Item 2. Identity and Background
Item 3. Source and Amount of Funds or Other Consideration
The information set forth or incorporated in Items 4 and 6 hereof are incorporated herein by reference.
With respect to each Reporting Person that is a natural person, the shares of Common Stock were acquired with the personal funds of such Reporting Person. The shares of Common Stock held by Commodore Partners, of which Carl Westcott, LLC is the sole general partner, were acquired with funds held by Commodore Partners for the general purpose of investing. The shares of Common Stock held by GK Westcott, of which Carl Westcott, LLC is the sole general partner, were acquired with funds held by GK Westcott for the general purpose of investing.

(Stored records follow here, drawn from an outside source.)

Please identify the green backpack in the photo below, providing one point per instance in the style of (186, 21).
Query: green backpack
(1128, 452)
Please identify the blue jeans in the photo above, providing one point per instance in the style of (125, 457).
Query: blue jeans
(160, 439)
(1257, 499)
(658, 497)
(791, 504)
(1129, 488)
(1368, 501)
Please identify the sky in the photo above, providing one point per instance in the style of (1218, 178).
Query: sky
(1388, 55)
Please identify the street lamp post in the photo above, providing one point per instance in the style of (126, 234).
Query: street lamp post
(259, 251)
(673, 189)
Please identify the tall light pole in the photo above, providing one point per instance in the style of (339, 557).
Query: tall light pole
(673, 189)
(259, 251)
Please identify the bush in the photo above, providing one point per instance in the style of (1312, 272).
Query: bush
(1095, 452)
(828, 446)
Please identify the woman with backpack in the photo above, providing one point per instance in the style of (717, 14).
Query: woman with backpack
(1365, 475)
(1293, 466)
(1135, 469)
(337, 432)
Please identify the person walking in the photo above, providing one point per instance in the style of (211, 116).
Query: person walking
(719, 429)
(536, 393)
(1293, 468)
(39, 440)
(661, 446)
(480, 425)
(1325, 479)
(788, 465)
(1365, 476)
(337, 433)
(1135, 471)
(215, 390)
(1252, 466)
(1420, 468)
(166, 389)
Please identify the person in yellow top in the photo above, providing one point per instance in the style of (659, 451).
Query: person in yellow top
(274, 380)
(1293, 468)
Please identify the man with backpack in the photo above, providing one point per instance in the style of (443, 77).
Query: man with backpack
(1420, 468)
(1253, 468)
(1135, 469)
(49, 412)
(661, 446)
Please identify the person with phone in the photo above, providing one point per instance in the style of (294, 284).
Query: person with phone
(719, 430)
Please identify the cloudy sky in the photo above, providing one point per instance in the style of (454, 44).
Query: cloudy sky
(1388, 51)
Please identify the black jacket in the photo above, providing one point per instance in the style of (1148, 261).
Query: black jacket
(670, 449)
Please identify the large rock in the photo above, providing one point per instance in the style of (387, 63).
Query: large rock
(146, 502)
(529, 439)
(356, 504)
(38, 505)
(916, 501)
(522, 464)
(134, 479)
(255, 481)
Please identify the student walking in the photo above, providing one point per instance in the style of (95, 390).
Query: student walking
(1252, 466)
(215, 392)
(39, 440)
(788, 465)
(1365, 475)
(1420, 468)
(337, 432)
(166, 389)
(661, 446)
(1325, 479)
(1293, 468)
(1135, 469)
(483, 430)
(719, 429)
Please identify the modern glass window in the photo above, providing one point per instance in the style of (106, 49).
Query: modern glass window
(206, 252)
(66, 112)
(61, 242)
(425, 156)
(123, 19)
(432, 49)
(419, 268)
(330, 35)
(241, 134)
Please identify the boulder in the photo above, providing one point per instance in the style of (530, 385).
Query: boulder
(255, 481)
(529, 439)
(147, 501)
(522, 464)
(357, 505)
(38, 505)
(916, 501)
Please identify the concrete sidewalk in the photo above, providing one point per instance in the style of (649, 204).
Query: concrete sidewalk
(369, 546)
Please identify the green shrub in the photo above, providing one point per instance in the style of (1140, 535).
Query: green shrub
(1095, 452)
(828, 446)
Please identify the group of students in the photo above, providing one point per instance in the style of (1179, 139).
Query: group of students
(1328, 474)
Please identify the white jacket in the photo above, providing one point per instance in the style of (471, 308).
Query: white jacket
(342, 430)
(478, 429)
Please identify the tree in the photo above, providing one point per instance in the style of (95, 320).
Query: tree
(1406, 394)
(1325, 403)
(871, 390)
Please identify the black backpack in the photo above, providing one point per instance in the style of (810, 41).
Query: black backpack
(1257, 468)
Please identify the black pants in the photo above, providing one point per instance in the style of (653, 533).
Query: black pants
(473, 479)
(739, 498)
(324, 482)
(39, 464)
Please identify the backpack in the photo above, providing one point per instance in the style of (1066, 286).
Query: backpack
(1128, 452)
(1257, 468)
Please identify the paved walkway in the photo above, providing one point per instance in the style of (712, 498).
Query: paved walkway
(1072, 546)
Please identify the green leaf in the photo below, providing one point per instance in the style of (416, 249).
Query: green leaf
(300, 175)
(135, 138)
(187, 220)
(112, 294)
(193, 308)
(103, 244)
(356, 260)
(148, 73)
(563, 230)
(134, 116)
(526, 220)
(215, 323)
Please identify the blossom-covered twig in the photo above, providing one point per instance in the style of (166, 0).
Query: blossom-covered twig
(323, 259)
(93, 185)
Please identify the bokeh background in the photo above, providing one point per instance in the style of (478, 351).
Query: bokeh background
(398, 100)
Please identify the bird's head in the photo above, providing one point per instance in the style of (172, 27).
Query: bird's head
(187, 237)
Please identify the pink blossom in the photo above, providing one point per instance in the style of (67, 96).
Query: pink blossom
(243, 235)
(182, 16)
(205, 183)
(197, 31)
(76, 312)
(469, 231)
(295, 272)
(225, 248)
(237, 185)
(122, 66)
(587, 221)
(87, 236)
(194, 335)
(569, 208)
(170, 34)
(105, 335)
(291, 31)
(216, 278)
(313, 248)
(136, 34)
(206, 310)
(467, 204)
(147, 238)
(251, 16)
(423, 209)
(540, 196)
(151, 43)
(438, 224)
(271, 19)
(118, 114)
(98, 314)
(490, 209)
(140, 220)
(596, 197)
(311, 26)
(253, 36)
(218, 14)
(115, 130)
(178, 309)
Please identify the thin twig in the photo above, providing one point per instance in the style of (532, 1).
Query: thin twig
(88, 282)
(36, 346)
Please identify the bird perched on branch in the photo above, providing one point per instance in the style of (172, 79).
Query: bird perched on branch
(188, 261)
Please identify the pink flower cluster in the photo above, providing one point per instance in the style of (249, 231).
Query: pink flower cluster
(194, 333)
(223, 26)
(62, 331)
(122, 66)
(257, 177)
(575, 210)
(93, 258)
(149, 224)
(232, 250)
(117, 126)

Item 4. Purpose of Transaction
This Item is being amended and supplemented to add the following:
The information set forth or incorporated in Items 3 and 6 hereof are incorporated herein by reference.
After accounting for all purchases of Common Stock of the Reporting Persons since the filing of Amendment No. 9 (the period of December 16, 2016 through December 30, 2016), a net 178,512 shares of Common Stock were purchased by Carl H. Westcott during such period on his own behalf and on behalf of certain other Reporting Persons for an aggregate price of approximately $1,749,110.
Item 5. Interest in Securities of the Issuer.
This Item is being amended and supplemented to add the following:
(b) The responses in rows 7, 8, 9 and 10 of the cover pages of this Statement are hereby incorporated by reference. Each of Court H. Westcott and Carla Westcott directly holds 10,000 and 19,500 shares of Common Stock, respectively, over which Carl H. Westcott shares dispositive power, but not voting power, pursuant to trading authorizations. Additionally, Carl H. Westcott shares dispositive power, but not voting power, pursuant to trading authorizations, of 11,250, 2,050, and 1,000 shares of Common Stock held by Peter Underwood, Francisco Trejo, Jr., and Rosie Greene, respectively. Commodore Partners holds 334,950 shares of Common Stock, over which Carl H. Westcott holds shared voting and dispositive power with Court H. Westcott as the managers of Carl Westcott, LLC, the sole general partner of Commodore Partners. GK Westcott holds 20,000 shares of Common Stock, over which Carl H. Westcott holds shared voting and dispositive power with Court H. Westcott as the managers of Carl Westcott, LLC, the sole general partner of GK Westcott.